И чего это я так разволновалась? Тут я стала Константина
Осиповича о работе расспрашивать. Он, кстати, прилетел всего на несколько
часов, чтобы меня поздравить, я об этом знала и ценила. Рассказчик он
необыкновенный. Он археолог и прекрасный педагог. Я его слушала и за Павлом
наблюдала. Сидел он задумчиво, может, слушал внимательно, а может, и не слышал
ничего вовсе, не понять. Потом Константин Осипович попросил нас спеть. Юлька за
фортепиано села, и мы исполнили несколько романсов. С большим чувством, как
говорят в таких случаях. Константин Осипович опять мне руки целовал и все
говорил, какая я замечательная, скромная и вообще необыкновенная. Ну и все
вроде бы нормально пошло. Выпивали, разговаривали, потанцевали немного. В
одиннадцать за Константином Осиповичем машина пришла, мы его проводили,
девчонок отправили и в квартиру вернулись. Я быстро со стола убрала, посуду
перемыла — и спать.
* * *
Утром в кухне обнаружила Павла с моей книгой в руке.
— Интересная книжка, — сказал он.
— Видишь фамилию на обложке? — взъелась я. —
Я — только переводчик.
— А что, на английском больше ничего не было, чтоб ты
перевести смогла?
— Было предложение. Я согласилась. Ты этих дел не
понимаешь, и судить не можешь.
— Конечно. Куда мне. Интересная книжка.
— Ну интересная, и что? Надо полагать, ты мне это
неспроста говоришь, и что ты имеешь в виду?
— Ладно, черт с ней, с книжкой. Этот хмырь, он жених,
что ли?
— Тебе что за дело?
— Да он тебе в папаши годится.
— Глупость какая. Константин Осипович человек
исключительный, он…
— Да понял я, понял… Женатый?
— Он? — удивилась я. — Нет.
— Ясно. На тебе жениться хочет?
— Ты чего привязался? — разозлилась я.
— Да или нет?
— Это не твое дело.
— На кой он тебе черт? Мужичонка плюгавенький, чего с
ним делать-то?
— Не смей о нем так говорить, — прорычала я,
покидая кухню, Павел за мной побрел.
— Нет, серьезно, он что, тебе нравится?
— Нравится, — не выдержала я.
— Спятила? Разве это мужик?
— По-твоему, мужик — это неандерталец вроде тебя? Я
собираюсь всю жизнь детей учить, а не воевать в джунглях. И вообще, чего ты ко
мне привязался?
— Жалко мне тебя. Дура. Вроде люди не чужие.
— Ты похмелился, что ли? — удивилась я.
— Я не похмеляюсь. Ты глазами не зыркай. Все я понимаю,
книжки там всякие, романсы, свечи, салфетки. Только он чуть получше чучела. И
дурак. Приехал за тридевять земель к бабе на день рождения и что привез?

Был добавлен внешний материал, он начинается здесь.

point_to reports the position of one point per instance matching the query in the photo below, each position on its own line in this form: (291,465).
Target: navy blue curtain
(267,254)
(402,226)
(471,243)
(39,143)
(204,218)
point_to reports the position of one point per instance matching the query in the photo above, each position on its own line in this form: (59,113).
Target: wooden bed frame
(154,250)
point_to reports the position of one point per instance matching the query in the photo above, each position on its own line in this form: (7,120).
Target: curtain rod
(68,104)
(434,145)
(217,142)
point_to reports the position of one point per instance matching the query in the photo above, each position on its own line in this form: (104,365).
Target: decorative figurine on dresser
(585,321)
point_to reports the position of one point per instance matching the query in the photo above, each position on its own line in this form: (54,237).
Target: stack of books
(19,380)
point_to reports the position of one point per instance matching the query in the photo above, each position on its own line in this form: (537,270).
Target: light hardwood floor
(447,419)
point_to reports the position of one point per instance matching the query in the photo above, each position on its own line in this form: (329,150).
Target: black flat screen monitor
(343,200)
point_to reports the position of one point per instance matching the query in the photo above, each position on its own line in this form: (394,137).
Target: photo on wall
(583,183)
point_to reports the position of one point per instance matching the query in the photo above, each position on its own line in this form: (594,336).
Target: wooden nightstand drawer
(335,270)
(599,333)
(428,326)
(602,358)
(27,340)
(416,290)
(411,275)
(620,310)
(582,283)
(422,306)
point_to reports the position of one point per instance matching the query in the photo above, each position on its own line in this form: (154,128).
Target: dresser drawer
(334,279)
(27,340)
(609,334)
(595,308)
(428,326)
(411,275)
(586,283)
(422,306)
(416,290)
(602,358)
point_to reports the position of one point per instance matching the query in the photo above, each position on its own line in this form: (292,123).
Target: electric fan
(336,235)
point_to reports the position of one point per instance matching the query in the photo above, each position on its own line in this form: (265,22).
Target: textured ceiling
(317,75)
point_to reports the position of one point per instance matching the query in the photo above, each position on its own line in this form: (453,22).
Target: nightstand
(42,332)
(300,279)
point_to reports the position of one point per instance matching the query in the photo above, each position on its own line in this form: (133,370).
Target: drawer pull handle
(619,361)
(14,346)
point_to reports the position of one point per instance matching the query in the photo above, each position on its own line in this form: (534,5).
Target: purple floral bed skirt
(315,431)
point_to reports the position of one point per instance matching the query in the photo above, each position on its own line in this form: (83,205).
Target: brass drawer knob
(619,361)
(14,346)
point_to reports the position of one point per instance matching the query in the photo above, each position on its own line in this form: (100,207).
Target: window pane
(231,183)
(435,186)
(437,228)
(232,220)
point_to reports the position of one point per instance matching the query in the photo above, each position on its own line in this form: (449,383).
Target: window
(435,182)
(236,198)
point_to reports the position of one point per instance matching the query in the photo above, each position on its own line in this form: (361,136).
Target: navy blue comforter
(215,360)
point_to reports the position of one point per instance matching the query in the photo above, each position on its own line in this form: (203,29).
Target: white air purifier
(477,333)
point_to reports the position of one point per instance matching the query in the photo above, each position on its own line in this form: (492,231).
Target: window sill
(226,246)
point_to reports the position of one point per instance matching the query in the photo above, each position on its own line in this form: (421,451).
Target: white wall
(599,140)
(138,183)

Какой-то горшок, на него без слез не взглянешь. Значит, жмот. А если мужик для
бабы баксы жмет, значит, она ему как пятая нога ослу.

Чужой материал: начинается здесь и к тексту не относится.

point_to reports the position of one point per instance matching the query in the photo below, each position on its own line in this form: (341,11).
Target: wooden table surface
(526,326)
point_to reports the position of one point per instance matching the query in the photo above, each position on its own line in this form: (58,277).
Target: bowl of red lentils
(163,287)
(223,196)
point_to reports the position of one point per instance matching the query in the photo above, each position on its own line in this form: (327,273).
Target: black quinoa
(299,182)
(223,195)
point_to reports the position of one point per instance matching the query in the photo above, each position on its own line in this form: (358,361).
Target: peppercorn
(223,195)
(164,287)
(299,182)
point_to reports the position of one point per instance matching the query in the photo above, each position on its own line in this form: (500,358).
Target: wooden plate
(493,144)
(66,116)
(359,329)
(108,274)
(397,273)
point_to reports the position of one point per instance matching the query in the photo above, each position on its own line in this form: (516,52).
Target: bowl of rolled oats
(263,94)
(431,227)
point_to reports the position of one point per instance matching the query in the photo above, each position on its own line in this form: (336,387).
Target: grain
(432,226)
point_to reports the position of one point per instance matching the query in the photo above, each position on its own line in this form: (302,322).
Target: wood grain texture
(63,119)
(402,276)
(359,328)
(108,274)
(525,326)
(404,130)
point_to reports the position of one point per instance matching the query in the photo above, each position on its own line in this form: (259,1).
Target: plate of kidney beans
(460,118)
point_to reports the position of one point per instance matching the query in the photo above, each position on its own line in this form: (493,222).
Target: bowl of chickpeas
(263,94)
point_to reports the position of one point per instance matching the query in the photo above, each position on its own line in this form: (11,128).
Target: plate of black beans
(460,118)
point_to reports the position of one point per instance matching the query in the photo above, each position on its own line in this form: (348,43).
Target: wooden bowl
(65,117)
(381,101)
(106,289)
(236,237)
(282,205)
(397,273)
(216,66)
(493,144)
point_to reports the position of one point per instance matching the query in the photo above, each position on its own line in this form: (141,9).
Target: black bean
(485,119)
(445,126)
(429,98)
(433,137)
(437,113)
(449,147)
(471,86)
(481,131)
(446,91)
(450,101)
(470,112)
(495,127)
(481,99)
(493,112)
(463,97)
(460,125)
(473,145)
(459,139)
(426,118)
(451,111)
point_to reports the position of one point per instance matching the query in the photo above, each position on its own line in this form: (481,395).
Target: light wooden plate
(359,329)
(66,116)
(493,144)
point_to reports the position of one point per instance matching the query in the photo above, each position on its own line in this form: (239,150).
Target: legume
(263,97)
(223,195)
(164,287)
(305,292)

— Ваша бандитская психология нам известна, детективы
смотрим. Только горшку этому лет триста и стоит он таких денег, которые тебе
потратить слабо на жену-манекенщицу. А сам ты темный и дикий, и говорить мне с
тобой неинтересно.
— Дура ты, — заявил Павел и ушел к телевизору. А я
пошла прикинуть, куда можно вазу поставить.

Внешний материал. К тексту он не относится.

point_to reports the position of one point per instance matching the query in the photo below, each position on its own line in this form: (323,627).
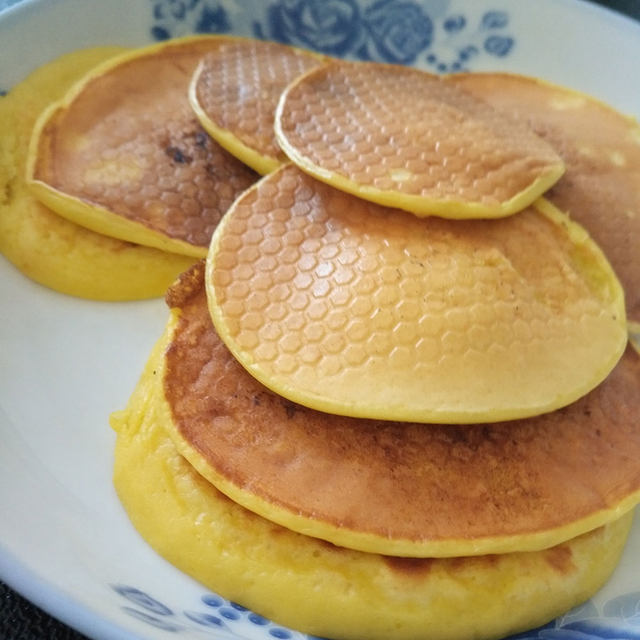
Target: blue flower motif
(498,45)
(179,17)
(453,24)
(329,26)
(400,30)
(495,20)
(204,619)
(142,599)
(626,606)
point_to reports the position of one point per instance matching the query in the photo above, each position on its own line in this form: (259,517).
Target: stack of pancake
(397,399)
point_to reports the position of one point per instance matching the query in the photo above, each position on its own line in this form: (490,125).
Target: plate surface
(65,542)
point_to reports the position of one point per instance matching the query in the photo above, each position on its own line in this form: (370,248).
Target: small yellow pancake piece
(358,309)
(397,488)
(404,138)
(235,91)
(601,151)
(323,589)
(44,246)
(123,154)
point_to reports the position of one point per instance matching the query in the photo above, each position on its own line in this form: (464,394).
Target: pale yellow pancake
(404,138)
(44,246)
(601,151)
(123,154)
(358,309)
(323,589)
(235,91)
(392,487)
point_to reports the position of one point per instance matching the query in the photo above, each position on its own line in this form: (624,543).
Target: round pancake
(123,154)
(601,151)
(44,246)
(398,488)
(404,138)
(235,91)
(354,308)
(326,590)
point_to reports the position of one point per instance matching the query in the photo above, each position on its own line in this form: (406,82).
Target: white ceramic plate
(65,542)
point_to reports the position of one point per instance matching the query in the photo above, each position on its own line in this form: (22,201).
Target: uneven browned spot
(402,480)
(400,136)
(601,150)
(560,558)
(238,87)
(130,143)
(414,567)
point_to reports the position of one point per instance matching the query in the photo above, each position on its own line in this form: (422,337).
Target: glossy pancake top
(319,588)
(235,91)
(354,308)
(400,488)
(601,151)
(405,138)
(47,248)
(124,154)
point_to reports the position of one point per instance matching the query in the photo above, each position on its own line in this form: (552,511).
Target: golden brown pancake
(325,590)
(44,246)
(601,151)
(404,138)
(235,91)
(398,488)
(123,153)
(354,308)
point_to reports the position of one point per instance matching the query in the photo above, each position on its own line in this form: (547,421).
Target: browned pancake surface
(129,142)
(402,480)
(601,150)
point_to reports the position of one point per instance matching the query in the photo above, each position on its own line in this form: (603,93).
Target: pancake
(390,487)
(358,309)
(404,138)
(44,246)
(235,91)
(317,587)
(123,154)
(601,151)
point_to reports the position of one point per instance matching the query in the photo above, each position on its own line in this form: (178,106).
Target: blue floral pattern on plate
(619,619)
(394,31)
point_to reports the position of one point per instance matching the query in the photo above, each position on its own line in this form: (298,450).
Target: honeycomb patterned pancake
(44,246)
(123,154)
(405,138)
(323,589)
(353,308)
(601,150)
(403,489)
(235,91)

В дверь позвонили. На пороге стоял бывший с букетом.
— Привет, защитник, — сказала я.
— Поздравляю с днем рождения. Хотел зайти вчера, но не
решился.
— И правильно, — заметила я, отправляя цветы в
мусорное ведро.
— Цветы-то при чем? — вздохнул Валерка.
— Цветы ни при чем. Ты зачем явился?
— Я же сказал.
— Поздравил? До свидания.
Тут Павел возник.
— Привет, мент. Как отпуск?
— Наверное, придется на работу выходить.
— Что так?
— Братва воюет.
— Так братве положено.
— Ну, не скажи. Городок был тихий, пока ты не явился.
— И что теперь в нем такого особенного?
— Боксера убили. Сегодня. Возле собственного подъезда.
И охрана не уберегла. Один выстрел из винтовки — и нет Боксера.
Я плюхнулась на табурет и глаза вытаращила. Неужто Боксера
тоже мои прибрали? Когда, да и зачем? Быть того не может. Павел хмурился.
— Выходит, Мотя все-таки его достал.
— Достал, достал, — словно радуясь, сказал
Валерка, а я облегченно вздохнула: Мотин грех.